Bertrand Russell
Ignacio Ruiz Quintano
Abc, 10 de Julio de 2002
Dicen
que el Centro Nacional de Inteligencia se propone sustituir a los
espías militares con espías diplomáticos, lo cual puede trastocar
nuestras tradicionales ideas de centro, de nación y de inteligencia.
En
la sociedad de la imagen, los militares, por su uniforme, son los menos
indicados para hacer de espías. Si a un corrillo de conspiradores
políticos se acerca un caballero uniformado, lo lógico es que en el
corrillo se cambie de conversación. Y no hablamos de militarismo: se
puede ser militarista sin ser militar y militar sin ser militarista,
aunque un militar que quiera hacer carrera política deberá granjearse
una reputación de pacifista.
Bertrand Russell contó cómo
en Gran Bretaña, durante la primera guerra mundial, los únicos
pacifistas eran los trabajadores de las fábricas de munición.
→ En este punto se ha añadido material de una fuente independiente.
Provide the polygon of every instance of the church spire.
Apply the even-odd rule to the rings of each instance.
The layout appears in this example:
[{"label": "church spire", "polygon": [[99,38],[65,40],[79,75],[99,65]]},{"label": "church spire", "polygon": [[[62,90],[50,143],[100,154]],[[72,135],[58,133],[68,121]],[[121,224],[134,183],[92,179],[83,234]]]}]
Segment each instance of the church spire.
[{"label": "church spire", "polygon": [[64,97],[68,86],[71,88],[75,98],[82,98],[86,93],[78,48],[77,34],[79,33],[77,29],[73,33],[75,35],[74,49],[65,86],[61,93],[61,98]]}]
De sus
charlas con ellos, los espías -militares, por supuesto- elaboraron unos
informes tan inexactos que el ministerio de Guerra prohibió que el autor
de los «Principia Mathematica» llegara a cualquier lugar de la costa
británica por temor a que pudiese hacer señales a los submarinos
alemanes: «Si no hubiese sido por estos diversos cumplidos que recibía
del gobierno, habría abandonado la lucha pacifista, ya que estaba
convencido de que era totalmente inútil.»
En septiembre de 1916, Russell fue llamado por el general Cockerill,
que tenía un informe de sus discursos. Lo acusó de construir frases
calculadas para enfriar el ardor de los municioneros, y le ofreció un
trato: Russell abandonaría la propaganda política y Cockerill anularía
la orden que le impedía acercarse a la costa. El matemático contestó
que, a conciencia, no podía comprometerse a tal cosa. El general repuso:
«Probablemente usted y yo tengamos una idea diferente de lo que es la
conciencia. Yo la considero una voz suave y tranquila, pero cuando se
vuelve audible y estridente, sospecho que ya no se trata más de la
conciencia.» El matemático no se rindió: «Usted no aplica el mismo
principio a quienes están a favor de la guerra; no los considera hombres
conscientes cuando se callan sus ideas y simples propagandistas cuando
las expresan en la prensa. Esta diferencia no es muy justa.» El general,
tampoco: «Sí, es verdad. Pero usted ya ha expresado su opinión; ¿no
puede darse por satisfecho y volver a sus otras ocupaciones, en las que
ha conseguido sobresalir tanto? ¿No cree que reiterar constantemente lo
mismo denota una cierta falta de sentido del humor?»
En la primavera de 1918, un cerrajero alemán de nombre Drexler
fundó un grupo, «Comité Independiente de Obreros a favor de una paz
honesta», que tenía por objetivo conservar alguna de las conquistas. La
inteligencia alemana se escamó, y el capitán Roehm hizo llamar a
un cabo: «Averigüe en qué consiste esa organización de apariencia
política de la que se comienza a hablar en Munich.» Al cabo, el cabo
hizo un informe: «Son gente pobre, mi capitán; obrera, pero
antimarxista.» Y el capitán ordenó: «Métase en él y trate de ganar
influencia sobre su gente.» El cabo se llamaba Adolfo Hitler, que
entró en el Partido Obrero Alemán -nombre que adoptó el grupo una vez
perdida la guerra- como espía y por orden de un superior.
Aparte
los generales ingleses, que son una isla, convendremos, pues, en que no
es lo mismo ser espiado por un cabo de infantería que por un embajador
ante la ONU, por un Adolfo Hitler que por un Chencho Arias. Nuestro siglo apunta al modelo Arias, es decir, a los diplomáticos, considerados por Peter Sloterdijk como «filósofos en tiempos de escasez».
Cuando
nada concuerda y nada cuadra, dice Sloterdijk, llega la hora de los
diplomáticos, cuyo oficio, como el de los curas, consiste en hacer algo
en las situaciones en que ya no hay nada que hacer.